Dia mengatakan komunitas bisnis menginginkan penundaan pemilihan untuk memungkinkan pemulihan ekonomi dari pandemi.
Alasan lain terkait dengan pemindahan ibukota ke Kalimantan dan penanganan dampak global dari invasi Rusia di Ukraina.
Meski begitu, berdasarkan UUD 1945 masa jabatan Presiden hanya dua kali periode dalam lima tahun tiap periodenya.
Partai yang Menentang
Pihak PDI-P menolak rencana tersebut dan Megawati Sukarnoputri memiliki harapan posisi Presiden untuk Ketua DPR Puan Maharani.
Sekjen PDI-P Hasto Kristiyanto, seorang loyalis Megawati, mengatakan partainya ingin tetap setia pada Konstitusi.
Dia menunjukkan bahwa gangguan dalam siklus pemilu dapat menyebabkan ketidakstabilan politik.
Selain itu, beberapa partai juga menolak rencana tersebut termasuk Partai Nasdem, Partai Demokrat dan Partai PKS.
Partai Gerakan Indonesia Raya (Gerinda) peringkat ketiga Menteri Pertahanan Prabowo Subianto juga mengatakan akan mematuhi Konstitusi.
Mereka yang mendukung perpanjangan hanya memiliki 187 kursi di 575 kursi di majelis rendah, dan bahkan dengan dukungan penuh dari majelis tinggi Dewan Perwakilan Rakyat (DPR) yang memiliki 136 kursi.
Jumalh tersebut masih jauh untuk merubah amandemen.
Pakar hukum konstitusi dan kritikus lainnya mengatakan Jokowi harus lebih eksplisit dalam penolakannya terhadap perpanjangan jika kontroversi ingin dihentikan.
Minggu lalu, dia mengatakan bahwa demokrasi memungkinkan siapa pun untuk mengekspresikan pendapat.
Sejarah Indonesia penuh dengan contoh di mana para pemimpin politik berubah pikiran setelah publik memberi kritikan / tekanan.
Dalam hal itu, Megawati sendiri mengaku sebagai korban.
Dia tidak pernah memaafkan Yudhoyono, yang saat itu menjabat sebagai menteri keamanan utama, karena kembali pada apa yang dia katakan sebagai janjinya untuk tidak mengikuti pemilihan presiden langsung pertama pada tahun 2004, yang dia kalah dengan selisih yang lebar.
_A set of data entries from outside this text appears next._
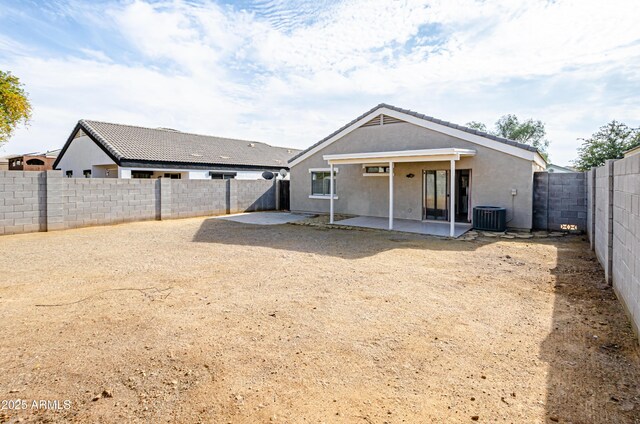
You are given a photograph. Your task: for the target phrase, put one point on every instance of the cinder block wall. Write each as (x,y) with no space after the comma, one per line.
(101,201)
(198,197)
(559,199)
(626,235)
(47,201)
(604,217)
(23,202)
(591,199)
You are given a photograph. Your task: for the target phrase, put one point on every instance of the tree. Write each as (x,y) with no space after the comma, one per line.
(14,105)
(609,142)
(477,126)
(529,132)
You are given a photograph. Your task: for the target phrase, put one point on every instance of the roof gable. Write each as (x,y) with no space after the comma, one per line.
(394,115)
(126,143)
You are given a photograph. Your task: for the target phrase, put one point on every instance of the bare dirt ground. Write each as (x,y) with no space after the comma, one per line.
(216,321)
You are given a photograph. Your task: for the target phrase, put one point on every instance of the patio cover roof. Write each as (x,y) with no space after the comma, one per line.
(423,155)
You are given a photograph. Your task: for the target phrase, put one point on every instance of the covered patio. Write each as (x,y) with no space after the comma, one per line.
(388,159)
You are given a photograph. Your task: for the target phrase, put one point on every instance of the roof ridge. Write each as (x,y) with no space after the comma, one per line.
(426,118)
(173,131)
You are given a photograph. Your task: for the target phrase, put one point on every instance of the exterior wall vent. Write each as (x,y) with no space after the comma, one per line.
(386,120)
(382,120)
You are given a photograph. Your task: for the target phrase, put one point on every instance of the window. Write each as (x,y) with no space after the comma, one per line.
(321,183)
(376,169)
(141,174)
(222,175)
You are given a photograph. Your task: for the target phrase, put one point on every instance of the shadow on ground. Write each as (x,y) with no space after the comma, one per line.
(321,240)
(592,353)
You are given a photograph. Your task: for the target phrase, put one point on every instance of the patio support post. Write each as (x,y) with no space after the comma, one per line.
(391,195)
(452,199)
(331,191)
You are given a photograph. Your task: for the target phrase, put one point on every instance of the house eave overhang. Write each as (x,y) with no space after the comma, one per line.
(512,150)
(422,155)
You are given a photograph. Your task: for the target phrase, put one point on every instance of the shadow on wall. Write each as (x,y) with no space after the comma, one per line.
(591,351)
(265,202)
(341,243)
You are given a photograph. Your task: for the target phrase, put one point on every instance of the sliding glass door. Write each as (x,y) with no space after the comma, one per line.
(436,195)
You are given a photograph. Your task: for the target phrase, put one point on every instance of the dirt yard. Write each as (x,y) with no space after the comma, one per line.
(204,320)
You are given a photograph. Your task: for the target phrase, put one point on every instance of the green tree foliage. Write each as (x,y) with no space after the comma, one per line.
(609,142)
(477,126)
(14,105)
(529,131)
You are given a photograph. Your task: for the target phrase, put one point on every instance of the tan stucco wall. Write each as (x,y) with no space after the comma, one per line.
(494,174)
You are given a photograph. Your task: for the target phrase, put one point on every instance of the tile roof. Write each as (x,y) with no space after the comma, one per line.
(132,143)
(426,118)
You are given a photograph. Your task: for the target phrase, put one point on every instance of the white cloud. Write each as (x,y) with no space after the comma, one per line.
(291,72)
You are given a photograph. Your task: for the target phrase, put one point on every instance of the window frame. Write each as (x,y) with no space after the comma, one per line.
(323,195)
(369,167)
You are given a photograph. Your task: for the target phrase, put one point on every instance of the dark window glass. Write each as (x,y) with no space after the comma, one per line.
(321,183)
(141,174)
(376,169)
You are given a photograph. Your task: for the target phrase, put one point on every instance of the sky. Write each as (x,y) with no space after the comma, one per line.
(290,72)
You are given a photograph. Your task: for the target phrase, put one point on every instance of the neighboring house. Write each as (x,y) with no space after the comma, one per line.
(103,150)
(633,151)
(33,161)
(559,169)
(391,153)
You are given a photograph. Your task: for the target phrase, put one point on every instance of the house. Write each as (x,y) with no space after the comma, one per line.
(33,161)
(395,165)
(104,150)
(559,169)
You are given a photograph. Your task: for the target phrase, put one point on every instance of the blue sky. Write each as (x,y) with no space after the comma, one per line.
(290,72)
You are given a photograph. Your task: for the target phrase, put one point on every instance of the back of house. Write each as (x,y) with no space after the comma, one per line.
(439,171)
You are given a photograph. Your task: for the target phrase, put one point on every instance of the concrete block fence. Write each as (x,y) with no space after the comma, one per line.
(47,201)
(614,232)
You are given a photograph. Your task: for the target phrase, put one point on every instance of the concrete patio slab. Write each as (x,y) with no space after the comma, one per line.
(407,225)
(264,218)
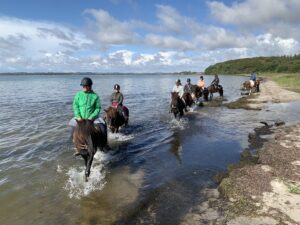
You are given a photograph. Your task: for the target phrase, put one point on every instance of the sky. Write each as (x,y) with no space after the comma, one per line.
(142,35)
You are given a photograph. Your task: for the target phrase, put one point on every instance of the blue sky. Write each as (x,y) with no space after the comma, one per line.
(142,36)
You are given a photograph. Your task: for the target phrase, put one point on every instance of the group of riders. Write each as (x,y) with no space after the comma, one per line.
(90,130)
(188,87)
(87,105)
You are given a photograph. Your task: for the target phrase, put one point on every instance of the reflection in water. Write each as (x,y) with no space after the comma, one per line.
(176,147)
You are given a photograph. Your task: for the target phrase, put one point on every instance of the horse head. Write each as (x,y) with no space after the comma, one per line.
(188,99)
(177,105)
(114,119)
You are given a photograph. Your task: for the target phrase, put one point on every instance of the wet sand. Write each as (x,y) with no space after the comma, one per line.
(270,92)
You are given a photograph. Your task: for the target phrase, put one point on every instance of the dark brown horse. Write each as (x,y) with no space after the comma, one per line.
(177,105)
(115,119)
(213,89)
(250,85)
(87,139)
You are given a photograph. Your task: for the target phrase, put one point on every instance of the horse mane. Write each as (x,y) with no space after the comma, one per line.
(83,133)
(111,112)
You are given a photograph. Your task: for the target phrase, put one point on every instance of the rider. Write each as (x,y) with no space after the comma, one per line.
(179,89)
(116,100)
(86,105)
(188,86)
(201,83)
(216,81)
(253,76)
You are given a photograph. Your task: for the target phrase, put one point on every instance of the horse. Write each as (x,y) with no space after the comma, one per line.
(250,84)
(198,92)
(87,139)
(177,105)
(213,89)
(188,99)
(115,119)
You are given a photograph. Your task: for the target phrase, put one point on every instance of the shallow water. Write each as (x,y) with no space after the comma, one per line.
(155,173)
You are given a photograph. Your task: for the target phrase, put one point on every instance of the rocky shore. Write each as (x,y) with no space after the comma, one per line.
(264,187)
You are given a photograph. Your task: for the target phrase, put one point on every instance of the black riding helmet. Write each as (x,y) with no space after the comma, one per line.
(86,81)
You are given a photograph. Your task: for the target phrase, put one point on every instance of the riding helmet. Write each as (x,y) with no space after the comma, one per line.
(117,87)
(86,81)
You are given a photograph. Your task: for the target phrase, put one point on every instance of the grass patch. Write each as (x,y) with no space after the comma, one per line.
(290,81)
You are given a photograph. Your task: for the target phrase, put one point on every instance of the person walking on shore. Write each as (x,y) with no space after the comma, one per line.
(201,83)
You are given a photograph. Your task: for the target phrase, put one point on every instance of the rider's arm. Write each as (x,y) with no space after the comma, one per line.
(76,106)
(112,97)
(97,110)
(174,89)
(121,99)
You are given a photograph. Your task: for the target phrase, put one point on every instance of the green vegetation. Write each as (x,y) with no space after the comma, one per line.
(186,73)
(290,81)
(275,64)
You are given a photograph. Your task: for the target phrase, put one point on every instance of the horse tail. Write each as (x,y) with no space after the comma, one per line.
(90,145)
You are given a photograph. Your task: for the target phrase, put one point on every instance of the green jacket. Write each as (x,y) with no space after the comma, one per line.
(117,97)
(86,105)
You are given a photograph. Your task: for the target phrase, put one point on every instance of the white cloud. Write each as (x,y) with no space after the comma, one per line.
(167,42)
(169,18)
(106,30)
(254,13)
(29,38)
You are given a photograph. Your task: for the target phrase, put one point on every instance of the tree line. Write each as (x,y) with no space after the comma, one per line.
(274,64)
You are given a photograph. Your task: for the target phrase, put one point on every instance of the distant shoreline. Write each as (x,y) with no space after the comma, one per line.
(100,74)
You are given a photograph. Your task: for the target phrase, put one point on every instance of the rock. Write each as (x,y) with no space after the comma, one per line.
(279,123)
(265,123)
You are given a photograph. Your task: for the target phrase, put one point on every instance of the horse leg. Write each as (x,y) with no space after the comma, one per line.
(84,156)
(88,166)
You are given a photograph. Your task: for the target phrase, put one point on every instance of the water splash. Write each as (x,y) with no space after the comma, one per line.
(120,137)
(76,185)
(181,124)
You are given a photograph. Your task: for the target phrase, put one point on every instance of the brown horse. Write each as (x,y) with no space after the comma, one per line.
(213,89)
(115,119)
(188,99)
(249,85)
(177,105)
(198,92)
(87,139)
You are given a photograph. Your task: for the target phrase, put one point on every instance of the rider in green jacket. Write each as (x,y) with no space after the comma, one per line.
(86,104)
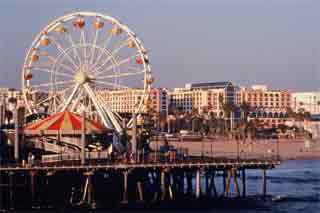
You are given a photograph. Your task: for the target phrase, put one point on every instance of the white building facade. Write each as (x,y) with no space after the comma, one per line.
(306,101)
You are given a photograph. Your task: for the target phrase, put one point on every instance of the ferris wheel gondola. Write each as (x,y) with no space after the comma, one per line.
(76,56)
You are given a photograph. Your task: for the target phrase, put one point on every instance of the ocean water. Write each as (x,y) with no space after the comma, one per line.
(295,186)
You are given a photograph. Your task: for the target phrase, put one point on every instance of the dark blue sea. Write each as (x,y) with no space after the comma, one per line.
(294,187)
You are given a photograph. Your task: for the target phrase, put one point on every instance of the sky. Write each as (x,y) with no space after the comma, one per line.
(272,42)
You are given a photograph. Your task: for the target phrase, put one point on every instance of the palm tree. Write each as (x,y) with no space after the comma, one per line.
(245,109)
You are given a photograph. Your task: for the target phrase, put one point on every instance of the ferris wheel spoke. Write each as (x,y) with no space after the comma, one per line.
(53,60)
(126,60)
(94,45)
(83,44)
(52,84)
(111,84)
(105,46)
(113,53)
(51,71)
(53,96)
(121,75)
(66,104)
(60,48)
(75,52)
(74,104)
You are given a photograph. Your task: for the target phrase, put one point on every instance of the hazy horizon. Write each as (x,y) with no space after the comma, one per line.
(274,42)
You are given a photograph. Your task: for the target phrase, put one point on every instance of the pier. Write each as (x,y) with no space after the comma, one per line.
(105,183)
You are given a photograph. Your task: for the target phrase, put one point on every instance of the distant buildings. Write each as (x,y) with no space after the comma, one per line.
(204,97)
(268,106)
(306,101)
(125,101)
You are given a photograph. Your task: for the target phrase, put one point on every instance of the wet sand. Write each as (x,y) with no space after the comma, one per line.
(287,149)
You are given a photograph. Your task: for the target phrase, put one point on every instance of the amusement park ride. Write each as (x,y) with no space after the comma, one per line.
(78,55)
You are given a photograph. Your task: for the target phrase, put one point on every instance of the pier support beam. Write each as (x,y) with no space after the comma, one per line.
(227,185)
(17,133)
(33,187)
(125,187)
(198,184)
(11,190)
(189,182)
(140,191)
(83,138)
(224,182)
(264,182)
(244,183)
(163,185)
(88,197)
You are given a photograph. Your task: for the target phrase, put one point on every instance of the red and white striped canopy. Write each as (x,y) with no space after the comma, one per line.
(63,123)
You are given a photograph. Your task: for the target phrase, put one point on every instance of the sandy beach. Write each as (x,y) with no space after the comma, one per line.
(287,149)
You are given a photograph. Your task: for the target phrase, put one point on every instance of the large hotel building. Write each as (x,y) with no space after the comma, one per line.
(204,97)
(124,101)
(306,101)
(268,106)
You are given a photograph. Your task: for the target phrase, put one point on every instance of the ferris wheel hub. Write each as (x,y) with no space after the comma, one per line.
(81,77)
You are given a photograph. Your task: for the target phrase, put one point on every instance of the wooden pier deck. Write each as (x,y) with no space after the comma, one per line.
(111,183)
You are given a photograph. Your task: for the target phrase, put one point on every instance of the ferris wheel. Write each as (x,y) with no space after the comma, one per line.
(77,57)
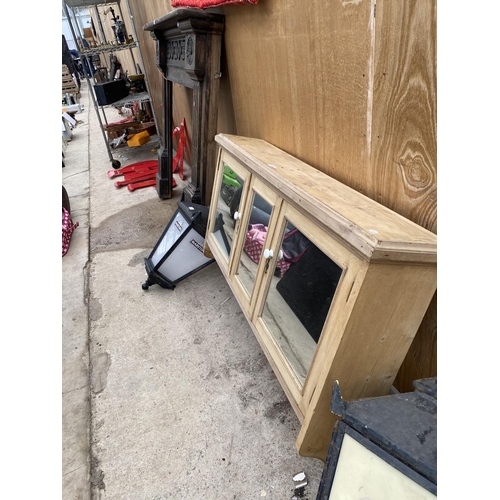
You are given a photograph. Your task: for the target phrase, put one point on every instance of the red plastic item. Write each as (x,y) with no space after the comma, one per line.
(178,161)
(134,167)
(152,182)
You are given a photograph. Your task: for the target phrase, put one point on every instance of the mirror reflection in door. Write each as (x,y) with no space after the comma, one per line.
(301,292)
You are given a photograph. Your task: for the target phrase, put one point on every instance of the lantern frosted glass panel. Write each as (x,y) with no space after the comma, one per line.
(173,233)
(302,288)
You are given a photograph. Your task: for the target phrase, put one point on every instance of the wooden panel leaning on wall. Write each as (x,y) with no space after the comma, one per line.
(349,89)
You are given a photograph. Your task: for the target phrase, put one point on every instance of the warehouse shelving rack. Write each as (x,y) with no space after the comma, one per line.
(108,48)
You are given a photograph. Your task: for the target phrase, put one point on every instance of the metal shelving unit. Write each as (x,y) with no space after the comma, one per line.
(109,48)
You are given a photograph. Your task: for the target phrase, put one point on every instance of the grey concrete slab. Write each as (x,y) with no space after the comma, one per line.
(182,402)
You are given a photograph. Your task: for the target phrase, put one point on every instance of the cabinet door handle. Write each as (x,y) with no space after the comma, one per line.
(268,253)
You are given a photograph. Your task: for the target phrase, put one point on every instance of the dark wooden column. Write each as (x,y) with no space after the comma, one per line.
(188,47)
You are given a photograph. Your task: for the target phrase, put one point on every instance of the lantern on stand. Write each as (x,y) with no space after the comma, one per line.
(179,252)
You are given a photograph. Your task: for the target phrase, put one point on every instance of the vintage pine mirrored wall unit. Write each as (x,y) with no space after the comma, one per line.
(333,284)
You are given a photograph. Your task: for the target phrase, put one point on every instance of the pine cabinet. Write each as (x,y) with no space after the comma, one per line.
(333,284)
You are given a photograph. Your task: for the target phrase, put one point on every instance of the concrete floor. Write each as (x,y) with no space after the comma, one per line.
(166,393)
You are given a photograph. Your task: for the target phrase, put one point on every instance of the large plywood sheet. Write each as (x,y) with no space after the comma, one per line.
(341,85)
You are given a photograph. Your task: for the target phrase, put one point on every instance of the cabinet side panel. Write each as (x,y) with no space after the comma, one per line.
(384,320)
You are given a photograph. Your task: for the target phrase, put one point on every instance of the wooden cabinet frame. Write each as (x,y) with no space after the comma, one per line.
(388,279)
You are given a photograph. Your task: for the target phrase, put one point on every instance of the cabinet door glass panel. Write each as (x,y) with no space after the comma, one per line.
(230,191)
(255,241)
(302,288)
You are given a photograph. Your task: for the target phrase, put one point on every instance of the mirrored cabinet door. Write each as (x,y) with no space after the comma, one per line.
(301,284)
(228,198)
(260,213)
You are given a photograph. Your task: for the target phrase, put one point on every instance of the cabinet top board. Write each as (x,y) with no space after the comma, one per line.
(372,230)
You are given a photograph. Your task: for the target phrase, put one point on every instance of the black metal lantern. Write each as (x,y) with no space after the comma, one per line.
(179,252)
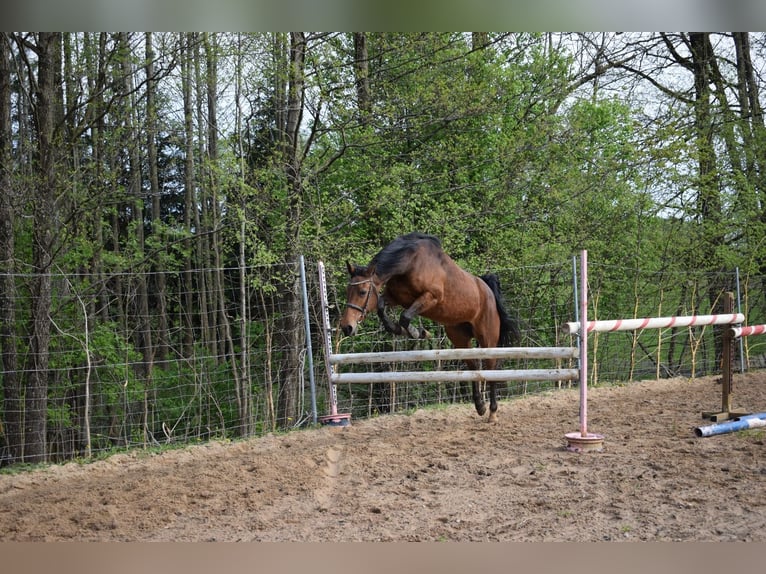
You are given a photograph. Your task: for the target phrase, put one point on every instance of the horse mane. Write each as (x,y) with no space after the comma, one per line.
(509,328)
(394,258)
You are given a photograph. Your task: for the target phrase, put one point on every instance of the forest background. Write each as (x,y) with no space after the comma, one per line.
(158,191)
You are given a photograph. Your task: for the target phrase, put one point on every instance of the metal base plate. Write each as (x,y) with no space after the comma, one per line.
(577,442)
(338,420)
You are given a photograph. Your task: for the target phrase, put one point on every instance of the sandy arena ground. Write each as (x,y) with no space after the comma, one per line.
(434,475)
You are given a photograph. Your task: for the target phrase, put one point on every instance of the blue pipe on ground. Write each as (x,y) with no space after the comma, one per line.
(740,423)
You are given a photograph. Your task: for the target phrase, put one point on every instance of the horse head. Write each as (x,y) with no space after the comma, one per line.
(361,297)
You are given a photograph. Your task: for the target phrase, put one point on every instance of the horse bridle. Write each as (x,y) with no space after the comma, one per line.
(363,309)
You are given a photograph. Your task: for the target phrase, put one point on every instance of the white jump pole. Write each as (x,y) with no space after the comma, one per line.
(584,441)
(334,418)
(419,355)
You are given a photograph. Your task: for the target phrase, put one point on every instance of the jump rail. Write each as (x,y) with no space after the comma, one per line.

Apa yang jelas mendorong pendukung ekstensi adalah bahwa Widodo hampir tidak mungkin dikalahkan dalam pemilihan baru apa pun.
Jajak pendapat LSI terbaru menunjukkan tingkat kepuasan publiknya di 66,6%, turun dari 71,4% Desember lalu tetapi masih mengesankan mengingat tantangan yang dia hadapi.
Survei lain oleh Kompas dan Indopol menempatkan peringkat presiden di atas 70% dalam apa yang dapat diambil sebagai bukti lebih lanjut dari nilai tinggi yang diperoleh mantan walikota untuk menjaga ekonomi tetap bertahan sambil berurusan dengan kesehatan yang belum pernah terjadi sebelumnya dan krisis tak terduga.
Namun, dilihat dari keseimbangan pendapat, jajak pendapat imajiner di antara sebagian besar analis Indonesia akan menunjukkan keyakinan yang sama bahwa setiap upaya Jokowi untuk memperpanjang sambutannya akan merusak warisan pencapaiannya yang mengesankan.